Review- Fischer RCS Skate

Like most cyclists I have a complicated relationship with winter.  Over the last ten years I've changed my tact to go with the grain rather than against it, and around here that means using the snow instead of fighting it.  

I've put a lot of effort into skiing and have been working out with an organized master's group twice a week for the last three years.  Between that and skiing both weekend days (usually at Trapp's, but not always) I usually get 4 days of skiing per week as long as there's skiable snow on the ground.  In a roundabout way I'm offering this up as a means of explaining my position before I offer my first review of a ski product.  

So with that out of the way here are my thoughts about the venerable Fischer RCS Skate.  These skis are a common site at any Nordic Center and are one of the most prevalent models on the market.  

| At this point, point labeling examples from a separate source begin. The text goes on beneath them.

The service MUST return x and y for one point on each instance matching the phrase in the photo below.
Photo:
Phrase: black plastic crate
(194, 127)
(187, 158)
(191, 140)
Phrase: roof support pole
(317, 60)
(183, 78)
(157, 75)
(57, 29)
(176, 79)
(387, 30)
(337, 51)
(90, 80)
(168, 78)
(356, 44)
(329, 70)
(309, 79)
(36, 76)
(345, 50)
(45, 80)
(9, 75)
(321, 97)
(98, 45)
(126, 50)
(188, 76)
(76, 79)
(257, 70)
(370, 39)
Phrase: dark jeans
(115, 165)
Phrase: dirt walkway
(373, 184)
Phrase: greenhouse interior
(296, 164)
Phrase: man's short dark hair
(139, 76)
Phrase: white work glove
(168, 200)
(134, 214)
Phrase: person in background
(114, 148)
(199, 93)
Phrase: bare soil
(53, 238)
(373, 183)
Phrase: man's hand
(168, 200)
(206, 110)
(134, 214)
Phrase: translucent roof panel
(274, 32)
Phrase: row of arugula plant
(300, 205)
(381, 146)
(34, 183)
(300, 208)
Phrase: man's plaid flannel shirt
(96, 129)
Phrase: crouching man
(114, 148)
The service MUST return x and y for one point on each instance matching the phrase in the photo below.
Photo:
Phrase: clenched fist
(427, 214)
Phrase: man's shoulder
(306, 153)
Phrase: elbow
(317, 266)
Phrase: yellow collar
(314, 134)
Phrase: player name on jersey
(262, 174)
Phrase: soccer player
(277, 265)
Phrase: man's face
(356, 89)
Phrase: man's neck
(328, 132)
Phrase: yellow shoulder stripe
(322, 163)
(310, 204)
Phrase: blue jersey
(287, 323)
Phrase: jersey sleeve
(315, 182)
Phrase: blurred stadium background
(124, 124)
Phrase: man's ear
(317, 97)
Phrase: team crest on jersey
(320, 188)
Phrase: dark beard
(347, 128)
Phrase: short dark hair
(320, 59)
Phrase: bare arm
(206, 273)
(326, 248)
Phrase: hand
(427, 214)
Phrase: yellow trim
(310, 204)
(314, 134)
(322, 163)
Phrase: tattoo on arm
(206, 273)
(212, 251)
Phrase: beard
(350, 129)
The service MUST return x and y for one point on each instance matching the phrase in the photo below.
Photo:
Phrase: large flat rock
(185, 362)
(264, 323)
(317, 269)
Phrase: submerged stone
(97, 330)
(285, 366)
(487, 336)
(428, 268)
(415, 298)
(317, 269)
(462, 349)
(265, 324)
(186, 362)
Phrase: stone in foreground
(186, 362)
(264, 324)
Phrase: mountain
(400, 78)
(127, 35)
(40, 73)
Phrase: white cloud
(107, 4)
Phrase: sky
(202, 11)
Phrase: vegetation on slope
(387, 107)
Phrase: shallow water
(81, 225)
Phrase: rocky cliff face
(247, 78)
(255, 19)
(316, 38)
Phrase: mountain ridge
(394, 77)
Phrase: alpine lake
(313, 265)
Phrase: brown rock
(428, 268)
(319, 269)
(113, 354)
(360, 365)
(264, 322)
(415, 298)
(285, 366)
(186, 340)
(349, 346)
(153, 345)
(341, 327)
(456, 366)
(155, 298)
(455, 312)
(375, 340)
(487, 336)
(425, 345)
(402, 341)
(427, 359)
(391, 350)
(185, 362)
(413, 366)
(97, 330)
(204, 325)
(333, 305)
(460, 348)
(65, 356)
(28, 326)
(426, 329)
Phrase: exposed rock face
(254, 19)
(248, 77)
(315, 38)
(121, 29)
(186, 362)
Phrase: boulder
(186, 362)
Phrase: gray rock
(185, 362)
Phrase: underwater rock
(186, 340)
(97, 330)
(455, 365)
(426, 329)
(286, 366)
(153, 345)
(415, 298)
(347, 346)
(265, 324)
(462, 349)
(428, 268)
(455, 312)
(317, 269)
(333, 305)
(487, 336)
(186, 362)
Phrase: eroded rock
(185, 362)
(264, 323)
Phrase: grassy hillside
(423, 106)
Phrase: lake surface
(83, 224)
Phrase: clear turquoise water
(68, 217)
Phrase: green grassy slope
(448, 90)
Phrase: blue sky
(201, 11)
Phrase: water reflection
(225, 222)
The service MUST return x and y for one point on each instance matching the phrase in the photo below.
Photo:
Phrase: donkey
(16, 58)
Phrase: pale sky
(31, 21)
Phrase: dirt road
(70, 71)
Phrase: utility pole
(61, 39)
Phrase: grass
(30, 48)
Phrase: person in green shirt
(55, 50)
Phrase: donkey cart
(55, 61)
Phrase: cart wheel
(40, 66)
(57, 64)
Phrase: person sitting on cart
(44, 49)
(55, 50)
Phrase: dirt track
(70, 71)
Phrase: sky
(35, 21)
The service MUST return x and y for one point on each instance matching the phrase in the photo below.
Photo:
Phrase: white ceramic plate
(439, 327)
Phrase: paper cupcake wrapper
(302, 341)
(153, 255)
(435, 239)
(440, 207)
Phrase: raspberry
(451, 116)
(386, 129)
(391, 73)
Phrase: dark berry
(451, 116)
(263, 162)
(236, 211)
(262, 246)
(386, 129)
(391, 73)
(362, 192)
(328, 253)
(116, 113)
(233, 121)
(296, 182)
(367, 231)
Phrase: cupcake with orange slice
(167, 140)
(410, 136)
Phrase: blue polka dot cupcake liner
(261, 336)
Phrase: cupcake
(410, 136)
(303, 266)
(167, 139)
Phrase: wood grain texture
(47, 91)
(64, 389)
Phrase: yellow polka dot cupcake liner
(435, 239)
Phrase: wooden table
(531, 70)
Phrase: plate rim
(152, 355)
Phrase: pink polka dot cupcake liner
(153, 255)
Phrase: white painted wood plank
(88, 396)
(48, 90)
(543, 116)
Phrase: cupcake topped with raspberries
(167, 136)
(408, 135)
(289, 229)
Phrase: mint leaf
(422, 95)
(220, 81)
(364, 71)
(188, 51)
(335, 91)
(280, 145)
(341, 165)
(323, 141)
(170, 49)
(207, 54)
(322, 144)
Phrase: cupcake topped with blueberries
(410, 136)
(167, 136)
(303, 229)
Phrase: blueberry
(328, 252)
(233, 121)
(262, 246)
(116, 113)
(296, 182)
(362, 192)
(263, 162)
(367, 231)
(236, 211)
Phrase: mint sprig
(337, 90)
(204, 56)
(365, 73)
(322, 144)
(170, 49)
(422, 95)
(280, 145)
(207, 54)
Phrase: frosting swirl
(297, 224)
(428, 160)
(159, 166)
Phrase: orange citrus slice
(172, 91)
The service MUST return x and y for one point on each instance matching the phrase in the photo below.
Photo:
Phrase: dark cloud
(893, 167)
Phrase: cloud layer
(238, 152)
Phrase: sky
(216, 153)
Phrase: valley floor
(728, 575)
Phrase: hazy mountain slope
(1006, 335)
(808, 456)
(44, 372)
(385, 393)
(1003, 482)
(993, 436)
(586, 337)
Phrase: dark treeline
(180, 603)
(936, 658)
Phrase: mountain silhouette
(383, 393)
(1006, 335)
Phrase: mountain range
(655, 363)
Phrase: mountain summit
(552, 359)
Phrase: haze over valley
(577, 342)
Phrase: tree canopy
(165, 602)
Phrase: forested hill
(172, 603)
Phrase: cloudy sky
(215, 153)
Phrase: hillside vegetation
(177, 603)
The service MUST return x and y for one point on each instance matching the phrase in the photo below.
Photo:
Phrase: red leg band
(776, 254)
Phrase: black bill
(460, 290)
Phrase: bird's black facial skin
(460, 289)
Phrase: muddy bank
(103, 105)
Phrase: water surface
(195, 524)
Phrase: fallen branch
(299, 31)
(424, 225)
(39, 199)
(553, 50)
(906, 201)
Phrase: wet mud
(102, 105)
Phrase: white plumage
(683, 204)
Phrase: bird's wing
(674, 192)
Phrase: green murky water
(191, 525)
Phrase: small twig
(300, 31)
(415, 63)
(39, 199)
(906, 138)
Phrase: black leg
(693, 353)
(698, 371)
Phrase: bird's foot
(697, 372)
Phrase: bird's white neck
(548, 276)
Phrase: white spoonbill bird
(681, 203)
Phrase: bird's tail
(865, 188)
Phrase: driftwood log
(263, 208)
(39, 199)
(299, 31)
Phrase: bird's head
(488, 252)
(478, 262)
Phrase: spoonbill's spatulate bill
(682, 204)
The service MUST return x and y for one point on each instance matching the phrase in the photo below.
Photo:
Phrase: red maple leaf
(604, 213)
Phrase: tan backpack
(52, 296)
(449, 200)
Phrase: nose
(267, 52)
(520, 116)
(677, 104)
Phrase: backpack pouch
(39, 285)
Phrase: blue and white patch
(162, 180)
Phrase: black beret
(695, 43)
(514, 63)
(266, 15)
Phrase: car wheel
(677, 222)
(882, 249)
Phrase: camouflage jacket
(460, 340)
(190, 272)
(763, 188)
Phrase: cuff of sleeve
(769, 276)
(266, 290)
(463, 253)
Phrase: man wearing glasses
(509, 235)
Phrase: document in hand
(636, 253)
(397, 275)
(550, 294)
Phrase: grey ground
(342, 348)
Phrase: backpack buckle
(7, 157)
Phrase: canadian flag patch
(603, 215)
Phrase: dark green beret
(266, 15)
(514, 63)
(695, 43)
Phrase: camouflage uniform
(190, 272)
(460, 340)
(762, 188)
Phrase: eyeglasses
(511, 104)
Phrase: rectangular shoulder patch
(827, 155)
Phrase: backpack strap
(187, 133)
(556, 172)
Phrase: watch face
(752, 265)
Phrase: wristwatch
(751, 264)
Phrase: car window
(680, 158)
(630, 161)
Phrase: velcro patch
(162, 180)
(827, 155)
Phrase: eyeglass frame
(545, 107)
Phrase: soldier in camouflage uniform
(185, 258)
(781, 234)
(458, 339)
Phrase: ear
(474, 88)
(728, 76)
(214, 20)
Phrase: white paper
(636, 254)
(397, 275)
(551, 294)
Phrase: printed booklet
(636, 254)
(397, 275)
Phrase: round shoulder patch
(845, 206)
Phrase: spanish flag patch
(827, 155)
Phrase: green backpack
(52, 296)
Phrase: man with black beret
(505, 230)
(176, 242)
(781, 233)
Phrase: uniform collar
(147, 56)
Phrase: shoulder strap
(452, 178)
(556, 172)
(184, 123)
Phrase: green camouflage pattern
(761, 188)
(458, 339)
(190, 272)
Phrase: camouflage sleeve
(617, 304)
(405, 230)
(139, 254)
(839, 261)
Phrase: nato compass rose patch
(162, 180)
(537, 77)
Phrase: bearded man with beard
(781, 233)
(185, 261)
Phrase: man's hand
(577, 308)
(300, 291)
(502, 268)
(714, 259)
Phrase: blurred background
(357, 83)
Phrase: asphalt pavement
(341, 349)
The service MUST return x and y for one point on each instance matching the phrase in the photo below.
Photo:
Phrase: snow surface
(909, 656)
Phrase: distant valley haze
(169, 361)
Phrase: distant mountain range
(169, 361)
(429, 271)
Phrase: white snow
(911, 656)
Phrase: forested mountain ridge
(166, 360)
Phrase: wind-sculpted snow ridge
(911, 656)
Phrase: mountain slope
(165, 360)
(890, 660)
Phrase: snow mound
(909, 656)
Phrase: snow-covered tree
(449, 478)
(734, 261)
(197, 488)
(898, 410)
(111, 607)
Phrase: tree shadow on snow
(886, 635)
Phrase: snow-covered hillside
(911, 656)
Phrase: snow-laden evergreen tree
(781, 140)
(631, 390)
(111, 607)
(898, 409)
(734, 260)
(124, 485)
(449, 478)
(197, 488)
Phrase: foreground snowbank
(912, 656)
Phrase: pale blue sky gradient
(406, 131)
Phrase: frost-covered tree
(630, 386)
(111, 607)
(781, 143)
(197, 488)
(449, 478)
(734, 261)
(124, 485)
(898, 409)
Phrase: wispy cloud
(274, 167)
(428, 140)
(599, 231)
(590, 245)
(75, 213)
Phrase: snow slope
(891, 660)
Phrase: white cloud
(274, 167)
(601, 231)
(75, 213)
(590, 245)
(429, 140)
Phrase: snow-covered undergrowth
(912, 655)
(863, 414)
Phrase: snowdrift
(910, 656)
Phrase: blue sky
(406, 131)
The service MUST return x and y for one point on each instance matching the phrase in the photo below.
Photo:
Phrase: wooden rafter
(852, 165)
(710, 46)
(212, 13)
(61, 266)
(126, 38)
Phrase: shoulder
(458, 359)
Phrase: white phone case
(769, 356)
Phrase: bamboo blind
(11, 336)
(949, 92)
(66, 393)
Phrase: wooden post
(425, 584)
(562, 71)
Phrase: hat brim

Fischer athletes essentially own the Nordic World Cup, but as in pro cycling what the elite use is not always indicative of the what the best option is in the marketplace.  Obviously equipment needs to perform to be used at that highest level, but I usually find the best indicator to be top amateur or regional pro athletes who are still paying for their own stuff; amongst that group Fischer has a solid following.

For a long time the RCS was the top of the heap, but the recent introduction of the RCS Carbonlite (referred to universally as "the hole ski") with its distinctive hole in the shovel has moved the RCS down a step in the hierarchy.

See- no holes.

So now there's the RCS Carbonlite halo ski (you heard it here first), and if I had the opportunity to get a set of those I would have, but honestly this is more than enough ski for me.  

Fischer offers two base treatments for this ski- Cold and Plus.  The plus base has a moderate linear grind and a graphite treatment intended for humid conditions like we see here in Vermont.  The cold has less graphite and a flatter base grind so that it handles extreme cold and dry snow more effectively.  The flex and sidecut are identical between the two models.

Truth be told I got 2 sets of these this winter- one set to be run with the stock "Cold" base treatment and one that I had ground to be more of a New England conditions all-rounder.  This particular set pictured here was ground at Edgewise in Stowe, VT with a grind used by many of the VTXC ski team members.  These two models were intended to round out my quiver by replacing my Hypersonics, but more on that later.

So how do they ski?  In a word- amazing.  They're both faster and more stable than anything else I've ever used, and I instantly felt comfortable on them.  They are exceptionally good when the snow is firm.  

Underfoot the RCS seems to find its edge more easily than other skis in firm conditions.  Interestingly there's not much of a trade-off when the going gets soft.  It doesn't spring off the snow or float on top like a condition-specific soft snow ski, but they do still outperform other all-rounder and middle of the road models I've tried.   

The all-around set of skis with the Edgewise grind are the ones I use most often.  When running those I can hang with or out- glide most of the guys I ski with using just normal hydrocarbon wax.  I find myself reaching for these skis in every condition regardless of the snow conditions or temperature because they are so predictable and reliably fast.

The stock Cold set also has its place, but since this winter has been so mild I've only used them a handful of times so far.  When it's below about 10 degrees they really shine and are palpably faster when the snow feels like sandpaper.   

Also I'm running them with the Salomon SNS Pilot bindings.  They come stock with the plate for the Rottefella NIS binding, but since I'm already committed to SNS with boots and binding on all of my other skis there wasn't really another option.  Although I was chided by an NIS fan for using this setup it's not at all uncommon even at the World Cup where athletes could theoretically have better access to a special run of standard topsheet skis. 

The bad news is that I like my all-around RCS skis so much that I'm running them pretty much everyday.  So much for rounding out the quiver.